Lost Profits Recoverable Where No Net Profit? For Professional Corporations, Yes.
It is no secret that corporations often try to reduce their tax liability by redirecting revenue taken in toward paying highly compensated employees. This allows the corporation to deduct the salaries as an expense and thus show less taxable net profit. But how does this tax minimization strategy impact a corporation’s ability to later prove damages for lost profits in litigation?
In Illinois, in the case of a professional corporation formed under the Medical Corporation Act, a corporation that pays professional shareholders salaries that reduce the corporation’s net profit to zero is not barred from proving lost profits in litigation. Instead, the corporation’s revenues before the payment of salary to the professional shareholder may be considered in establishing damages for lost profits.
The issue was analyzed by the Illinois Supreme Court in the recently filed opinion in Edward Atkins, M.D.S.C. v. Robbins, Salomon & Patt, LTD. There, a medical corporation filed a malpractice lawsuit against its attorneys for failure to include non-compete clauses in the employment contracts of two anesthesiologists.
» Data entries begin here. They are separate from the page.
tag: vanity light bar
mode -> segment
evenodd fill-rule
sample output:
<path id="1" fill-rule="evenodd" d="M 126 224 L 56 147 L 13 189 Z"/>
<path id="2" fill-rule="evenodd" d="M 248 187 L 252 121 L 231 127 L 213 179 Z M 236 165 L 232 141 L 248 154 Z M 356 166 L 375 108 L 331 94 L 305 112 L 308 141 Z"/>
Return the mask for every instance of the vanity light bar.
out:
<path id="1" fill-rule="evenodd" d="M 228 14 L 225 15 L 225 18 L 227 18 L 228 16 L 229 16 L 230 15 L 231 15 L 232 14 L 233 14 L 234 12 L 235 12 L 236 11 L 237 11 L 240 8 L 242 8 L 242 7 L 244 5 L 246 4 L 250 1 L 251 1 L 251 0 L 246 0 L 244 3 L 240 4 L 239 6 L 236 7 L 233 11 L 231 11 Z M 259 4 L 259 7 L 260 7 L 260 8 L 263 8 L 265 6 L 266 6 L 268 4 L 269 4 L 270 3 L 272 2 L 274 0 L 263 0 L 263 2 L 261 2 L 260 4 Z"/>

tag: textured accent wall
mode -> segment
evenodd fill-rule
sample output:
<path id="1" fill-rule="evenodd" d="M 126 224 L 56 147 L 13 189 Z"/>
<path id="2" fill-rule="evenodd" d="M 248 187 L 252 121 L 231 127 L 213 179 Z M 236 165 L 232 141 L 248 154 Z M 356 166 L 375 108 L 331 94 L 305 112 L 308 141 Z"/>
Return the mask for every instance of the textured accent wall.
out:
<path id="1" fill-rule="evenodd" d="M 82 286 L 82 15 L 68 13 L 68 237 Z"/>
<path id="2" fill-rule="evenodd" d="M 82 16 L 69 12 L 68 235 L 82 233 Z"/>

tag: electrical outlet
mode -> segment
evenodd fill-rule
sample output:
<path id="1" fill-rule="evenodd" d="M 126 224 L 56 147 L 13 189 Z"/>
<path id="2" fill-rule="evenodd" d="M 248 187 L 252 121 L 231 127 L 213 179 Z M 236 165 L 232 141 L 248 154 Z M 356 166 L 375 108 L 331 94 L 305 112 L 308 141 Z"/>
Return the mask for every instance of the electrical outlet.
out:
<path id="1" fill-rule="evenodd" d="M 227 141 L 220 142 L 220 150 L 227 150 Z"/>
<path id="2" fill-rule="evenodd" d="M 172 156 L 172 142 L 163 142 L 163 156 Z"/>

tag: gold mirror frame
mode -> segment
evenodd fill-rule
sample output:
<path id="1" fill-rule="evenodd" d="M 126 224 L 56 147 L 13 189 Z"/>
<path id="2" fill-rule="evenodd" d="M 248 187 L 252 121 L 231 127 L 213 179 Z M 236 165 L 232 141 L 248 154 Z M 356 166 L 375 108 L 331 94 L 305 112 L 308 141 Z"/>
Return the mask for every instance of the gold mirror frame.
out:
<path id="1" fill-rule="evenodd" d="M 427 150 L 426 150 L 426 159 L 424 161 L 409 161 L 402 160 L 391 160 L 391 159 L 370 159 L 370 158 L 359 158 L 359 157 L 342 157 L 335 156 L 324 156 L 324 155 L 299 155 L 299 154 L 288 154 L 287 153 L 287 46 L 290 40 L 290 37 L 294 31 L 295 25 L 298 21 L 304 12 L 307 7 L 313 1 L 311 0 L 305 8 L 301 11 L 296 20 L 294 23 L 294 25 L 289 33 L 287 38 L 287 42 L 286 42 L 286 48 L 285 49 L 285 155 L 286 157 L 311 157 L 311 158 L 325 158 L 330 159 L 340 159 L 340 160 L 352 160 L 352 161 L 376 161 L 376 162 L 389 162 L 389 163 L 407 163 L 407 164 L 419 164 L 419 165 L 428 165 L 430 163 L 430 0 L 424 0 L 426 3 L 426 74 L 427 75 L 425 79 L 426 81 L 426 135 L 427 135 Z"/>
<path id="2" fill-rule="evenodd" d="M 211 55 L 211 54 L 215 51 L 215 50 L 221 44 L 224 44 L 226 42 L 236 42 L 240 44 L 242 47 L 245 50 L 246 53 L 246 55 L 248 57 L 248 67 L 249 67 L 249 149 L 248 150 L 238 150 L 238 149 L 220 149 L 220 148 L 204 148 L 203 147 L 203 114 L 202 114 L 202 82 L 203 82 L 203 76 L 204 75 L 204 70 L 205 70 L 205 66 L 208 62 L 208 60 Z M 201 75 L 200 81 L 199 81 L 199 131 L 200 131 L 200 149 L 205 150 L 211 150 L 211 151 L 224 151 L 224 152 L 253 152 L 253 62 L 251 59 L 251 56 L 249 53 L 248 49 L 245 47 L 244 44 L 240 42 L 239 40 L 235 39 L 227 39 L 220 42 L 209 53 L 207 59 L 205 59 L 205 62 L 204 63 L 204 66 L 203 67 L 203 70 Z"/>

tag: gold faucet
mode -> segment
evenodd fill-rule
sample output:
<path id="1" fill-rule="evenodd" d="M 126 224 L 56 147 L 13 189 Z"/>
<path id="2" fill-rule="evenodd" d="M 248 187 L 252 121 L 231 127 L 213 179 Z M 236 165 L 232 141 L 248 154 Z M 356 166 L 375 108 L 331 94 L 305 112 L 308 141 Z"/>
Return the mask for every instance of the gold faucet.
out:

The anesthesiologists left their positions and started a competing business that won a contract from one of the corporation’s prior customers. The corporation initially filed a lawsuit for tortious interference with prospective business advantage against the departed anesthesiologists, but then changed tack and pursued a malpractice lawsuit against its attorneys for failing to include non-competition clauses in the departing anesthesiologists’ contracts.
At trial, the evidence demonstrated that the corporation’s sole shareholder, an anesthesiologist, took home more than $1 million in compensation annually while the corporation showed a net profits of at least $0, and sometimes losses, year after year. In pre-trial motions and at trial, the defendant attorneys argued that the corporation should be barred from recovering lost profits because the corporation’s tax returns painted the picture of an unprofitable business. The corporation argued that it should not be punished for maximizing its tax savings. Instead, the corporation argued that its lost profits should be discerned by focusing on the amount of money left in the corporation after its other expenses were deducted, but before the highly compensated shareholder’s salary was deducted out. The trial court agreed with the defendant attorneys and barred the corporation’s claim for lost profits.
On appeal, the Illinois Supreme Court sided with the corporation. The Court ultimately settled on the approach taken by the Fourth Circuit Court of Appeals in Bettius & Sanderson, P.C. v. National Union Fire Insurance Co. In Bettius, the Fourth Circuit posited that traditional business corporations and professional corporations are dissimilar. Specifically, the Fourth Circuit’s contended that traditional business corporations typically have shareholders that are not involved in running the business, while shareholders in professional corporations are involved in the day to day activities of the business. Based, in part, on this stated difference between professional and traditional business corporations, the Illinois Supreme Court held that a professional corporation is not barred from proving damages in the form of lost profits even when the corporation shows net profit of $0 after paying compensation to shareholders.